Customers who purchased the iPhone when it was released by Orange earlier this week were puzzled by the emergence of a 750MB data cap, which seemingly contradicted the promise of unlimited 3G downloads and browsing.
Orange was quick to adjust its wording and issued a statement which it hoped would clear up the matter and mitigate any damage to the market perception of its new iPhone price plans.
Orange made it clear that iPhone users would be able to use their data connections as much as they liked and that the 750MB limit should not be referred to as a 'cap', but should be thought of as a guideline usage limit.
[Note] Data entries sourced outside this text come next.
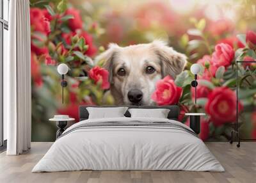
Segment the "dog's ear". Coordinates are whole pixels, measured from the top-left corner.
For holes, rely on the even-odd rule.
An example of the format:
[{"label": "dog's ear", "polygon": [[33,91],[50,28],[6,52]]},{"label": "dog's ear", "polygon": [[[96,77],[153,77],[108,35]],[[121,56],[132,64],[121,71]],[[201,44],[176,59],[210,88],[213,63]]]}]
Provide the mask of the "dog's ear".
[{"label": "dog's ear", "polygon": [[95,59],[97,63],[102,62],[103,68],[109,72],[109,81],[110,83],[113,83],[113,60],[118,48],[119,46],[117,44],[110,44],[108,45],[108,49]]},{"label": "dog's ear", "polygon": [[161,61],[162,77],[170,75],[175,79],[184,68],[186,56],[168,46],[164,42],[154,41],[152,46]]}]

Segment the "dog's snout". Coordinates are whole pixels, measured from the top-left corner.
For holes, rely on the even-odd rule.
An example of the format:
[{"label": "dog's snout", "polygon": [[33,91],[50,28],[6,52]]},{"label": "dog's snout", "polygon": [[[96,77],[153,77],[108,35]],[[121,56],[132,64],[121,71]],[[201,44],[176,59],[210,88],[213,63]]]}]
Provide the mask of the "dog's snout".
[{"label": "dog's snout", "polygon": [[143,93],[139,90],[131,90],[128,92],[128,99],[134,104],[138,104],[141,100]]}]

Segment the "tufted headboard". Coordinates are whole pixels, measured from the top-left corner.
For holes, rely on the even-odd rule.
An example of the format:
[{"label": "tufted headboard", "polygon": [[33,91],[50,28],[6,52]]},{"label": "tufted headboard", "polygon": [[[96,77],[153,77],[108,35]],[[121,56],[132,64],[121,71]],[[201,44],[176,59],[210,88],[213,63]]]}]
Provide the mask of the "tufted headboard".
[{"label": "tufted headboard", "polygon": [[[141,109],[169,109],[170,112],[168,115],[168,118],[170,120],[178,120],[179,115],[180,114],[180,108],[178,106],[79,106],[79,121],[87,120],[89,116],[89,113],[86,109],[88,107],[128,107],[129,108],[141,108]],[[126,117],[131,117],[130,113],[127,111],[124,114]]]}]

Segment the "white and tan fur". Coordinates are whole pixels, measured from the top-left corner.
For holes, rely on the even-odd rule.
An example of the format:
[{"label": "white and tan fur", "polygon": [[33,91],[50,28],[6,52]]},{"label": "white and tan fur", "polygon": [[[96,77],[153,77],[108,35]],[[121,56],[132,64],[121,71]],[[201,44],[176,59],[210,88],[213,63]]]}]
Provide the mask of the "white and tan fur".
[{"label": "white and tan fur", "polygon": [[[110,44],[95,60],[103,60],[103,67],[109,72],[110,91],[117,105],[154,105],[151,95],[156,83],[168,75],[175,79],[186,64],[184,54],[159,40],[124,47]],[[154,71],[148,74],[147,69]],[[120,75],[120,70],[122,74],[125,70],[125,76]],[[132,90],[143,93],[135,103],[128,98]]]}]

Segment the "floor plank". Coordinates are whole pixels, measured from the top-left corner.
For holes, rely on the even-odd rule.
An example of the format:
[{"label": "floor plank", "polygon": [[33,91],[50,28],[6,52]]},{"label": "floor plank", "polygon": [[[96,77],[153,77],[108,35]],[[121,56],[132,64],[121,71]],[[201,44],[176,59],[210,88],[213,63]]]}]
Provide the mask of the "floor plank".
[{"label": "floor plank", "polygon": [[32,143],[31,149],[20,155],[0,154],[1,183],[170,183],[170,182],[255,182],[256,142],[236,144],[209,142],[206,145],[225,168],[225,172],[185,171],[76,171],[32,173],[35,164],[52,143]]}]

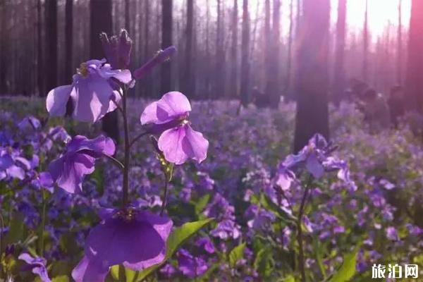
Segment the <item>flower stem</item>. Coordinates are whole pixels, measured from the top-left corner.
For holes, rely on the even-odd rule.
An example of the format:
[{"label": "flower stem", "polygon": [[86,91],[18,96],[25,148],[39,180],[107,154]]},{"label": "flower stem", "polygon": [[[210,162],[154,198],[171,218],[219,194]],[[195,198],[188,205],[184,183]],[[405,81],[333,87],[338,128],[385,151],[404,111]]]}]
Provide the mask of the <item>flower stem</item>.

As such, iPhone users will be able to reach and indeed exceed the limit, but on doing so may receive a text or call from Orange to discuss their usage levels. Orange has stated that it will never charge customers or restrict their service if they exceed the guideline.
Industry experts have suggested that Orange is attempting to curb the impact of the iPhone on its network in order to avoid suffering the same outages that O2 experienced when it first offered the popular handset.
This latest issue highlights the problematic nature of the marketing language associated with the 'unlimited' deals offered across the mobile phone and broadband industries.
Orange claims that 750MB is more than enough for most of its iPhone customers, but the network has also put a 10MB limit on the size of individual downloads. This means larger files and applications will need to be downloaded via the Wi-Fi connection.
Orange is having to find a balance between individual data services and customer satisfaction across its entire user base.
Ultimately, excessive data use by iPhone owners taking advantage of the unlimited service could have wider negative repercussions, outweighing this recent public retraction of limitations to the data service.